At the dawn of the Information Age, a professor of mine in graduate school remarked how information, unlike the stuff of the existing industrial economy, could expand almost infinitely with no adverse effects on the environment. If you write a well-researched and objective description of something, no matter how obscure, there is no technical reason why it cannot, or should not, be posted to Wikipiedia. The editor of an encyclopedia that is printed on paper and bound into volumes does not have that option. So is this what we are witnessing? An almost-infinite storage medium, with random access? It is worth noting that this professor had been involved in a project called the Bicentennial Electronic Encyclopedia (BEE), which he hoped would be available in the bicentennial year of 1976. It would have been produced with punched cards.

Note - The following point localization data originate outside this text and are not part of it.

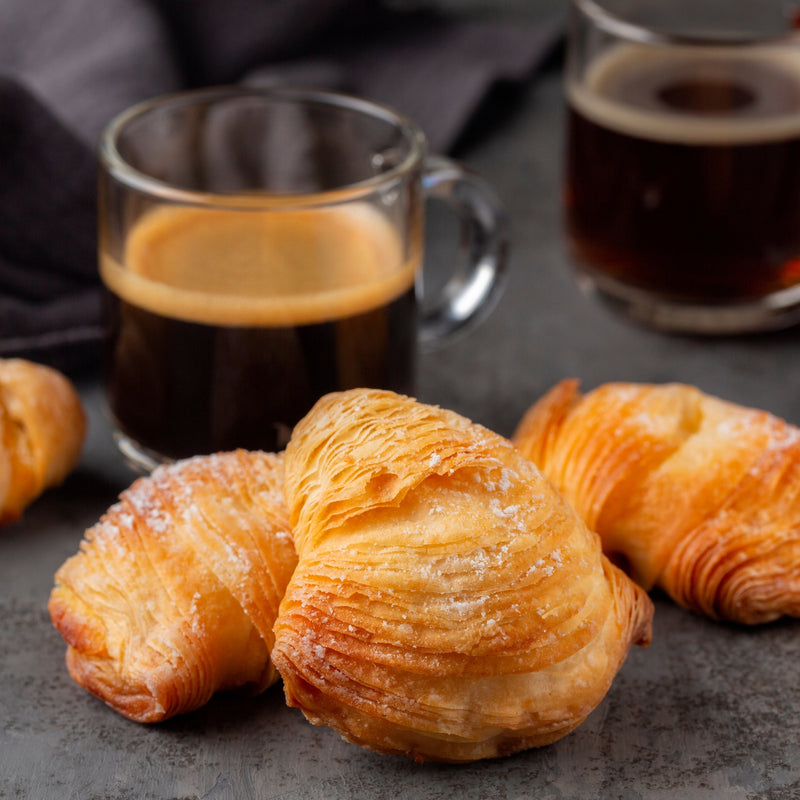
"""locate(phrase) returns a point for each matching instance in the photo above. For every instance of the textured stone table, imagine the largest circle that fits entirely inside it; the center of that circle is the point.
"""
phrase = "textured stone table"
(708, 712)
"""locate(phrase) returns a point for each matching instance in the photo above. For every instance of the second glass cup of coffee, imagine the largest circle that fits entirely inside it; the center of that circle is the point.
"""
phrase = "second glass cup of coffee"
(683, 161)
(262, 248)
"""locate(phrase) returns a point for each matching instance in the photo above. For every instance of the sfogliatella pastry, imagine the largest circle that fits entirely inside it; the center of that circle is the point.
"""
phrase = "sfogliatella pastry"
(174, 592)
(447, 603)
(42, 428)
(695, 495)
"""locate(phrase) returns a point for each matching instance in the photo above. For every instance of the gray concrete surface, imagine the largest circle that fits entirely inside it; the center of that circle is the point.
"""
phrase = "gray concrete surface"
(708, 712)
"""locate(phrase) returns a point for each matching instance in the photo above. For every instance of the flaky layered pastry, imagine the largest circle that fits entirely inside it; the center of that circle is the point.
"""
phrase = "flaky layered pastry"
(42, 428)
(447, 603)
(694, 494)
(174, 592)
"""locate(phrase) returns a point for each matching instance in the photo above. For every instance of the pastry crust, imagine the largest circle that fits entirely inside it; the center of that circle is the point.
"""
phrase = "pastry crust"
(174, 592)
(42, 428)
(695, 495)
(447, 603)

But there’s too much music. Popular music is over-produced, over-packaged, and over-marketed. It serves as wallpaper for a post-industrial age, instead of the expression of a fundamental human instinct and desire. People (not just kids) go through their daily business with an iPod attached to their ears, playing a “sound track of my life.” The finest music I heard recently was a mockingbird outside my office window in downtown Washington, imitating the sound of a car alarm. That bird had it nailed! A neighbor of mine, Joe Bussard, is famous for having an amazing collection of obscure 78 rpm records. He once told an interviewer that no music recorded on more modern media is worth listening to. The interviewer thought that was ridiculous, and didn’t believe him. But Bussard has a point: what did it feel like to be the first person in the world to hear, for the first time, a voice or song that was not live? Joe Corn wrote about how the rapture people felt when they first saw a person in the sky flying in an airplane: they fainted and swooned at the sight.
I know this sounds like a broken record (no pun intended), but once again we see Moore’s Law at work. Steve Jobs, you’ve been a hero of mine, but please, can we have some silence?